Mais il s'agit d'une illusion qu'il
convient de dénoncer : notre concept de travail n'a pas toujours existé et il n'est pas figé, il
s'enrichit sans cesse de nouvelles dimensions.
Notre concept de travail est ainsi plus ambigu
qu'on ne le croit : il est constitué de plusieurs couches de significations qui se sont sédimentées
au cours de notre histoire, comme le rappelle la sociologue Dominique Méda dans son essai
intitulé Le travail.
Nous projetons souvent sur le passé ou d'autres sociétés notre catégorie
moderne de travail, qui leur est étrangère, en quoi nous sommes victimes d'une illusion
rétrospective ou ethnocentrique.
Les enjeux du travail sont donc déterminés historiquement,
économiquement, socialement et culturellement.
En ce sens, il n'est pas si naturel de travailler...
I) Le travail comme activité de subsistance.

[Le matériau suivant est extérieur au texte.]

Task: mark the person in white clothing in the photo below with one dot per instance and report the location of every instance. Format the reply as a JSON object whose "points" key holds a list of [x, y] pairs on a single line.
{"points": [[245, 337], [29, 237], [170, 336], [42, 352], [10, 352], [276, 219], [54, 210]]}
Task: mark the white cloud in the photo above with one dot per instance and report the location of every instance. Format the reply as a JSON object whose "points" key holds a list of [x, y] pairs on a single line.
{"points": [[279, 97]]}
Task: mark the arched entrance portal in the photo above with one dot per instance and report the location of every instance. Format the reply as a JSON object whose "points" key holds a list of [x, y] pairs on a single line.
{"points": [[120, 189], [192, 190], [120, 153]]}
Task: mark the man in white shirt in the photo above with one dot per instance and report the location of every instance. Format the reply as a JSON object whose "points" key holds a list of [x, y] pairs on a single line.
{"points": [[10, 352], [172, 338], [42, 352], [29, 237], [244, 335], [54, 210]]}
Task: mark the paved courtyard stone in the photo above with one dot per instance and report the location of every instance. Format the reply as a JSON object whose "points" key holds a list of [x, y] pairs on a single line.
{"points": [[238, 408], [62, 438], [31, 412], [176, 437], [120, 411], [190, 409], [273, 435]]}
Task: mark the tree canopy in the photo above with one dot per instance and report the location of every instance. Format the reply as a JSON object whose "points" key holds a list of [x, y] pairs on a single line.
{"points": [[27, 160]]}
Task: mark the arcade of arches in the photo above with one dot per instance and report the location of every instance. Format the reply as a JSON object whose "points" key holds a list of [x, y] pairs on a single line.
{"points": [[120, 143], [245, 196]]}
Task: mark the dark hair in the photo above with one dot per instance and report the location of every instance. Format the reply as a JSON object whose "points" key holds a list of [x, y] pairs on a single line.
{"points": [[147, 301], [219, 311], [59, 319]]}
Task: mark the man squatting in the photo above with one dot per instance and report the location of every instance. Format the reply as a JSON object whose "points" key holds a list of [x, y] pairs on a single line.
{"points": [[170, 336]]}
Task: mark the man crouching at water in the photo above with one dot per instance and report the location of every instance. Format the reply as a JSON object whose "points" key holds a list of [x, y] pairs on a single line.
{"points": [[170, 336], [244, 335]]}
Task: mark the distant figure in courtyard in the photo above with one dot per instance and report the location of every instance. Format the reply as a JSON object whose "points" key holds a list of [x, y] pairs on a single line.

Le travail peut être défini comme un ensemble d'activités qui permettent à l'origine de produire
ou d'obtenir de quoi assurer sa subsistance, il vise à prélever dans la nature de quoi satisfaire
des besoins vitaux.
Dans les sociétés préhistoriques – avant le néolithique – ou les sociétés
premières, on assure sa survie en s'adonnant à des activités de chasse, de pêche et de cueillette
ou de jardinage pour se nourrir mais aussi pour construire des abris ou élaborer des remèdes, par
exemple.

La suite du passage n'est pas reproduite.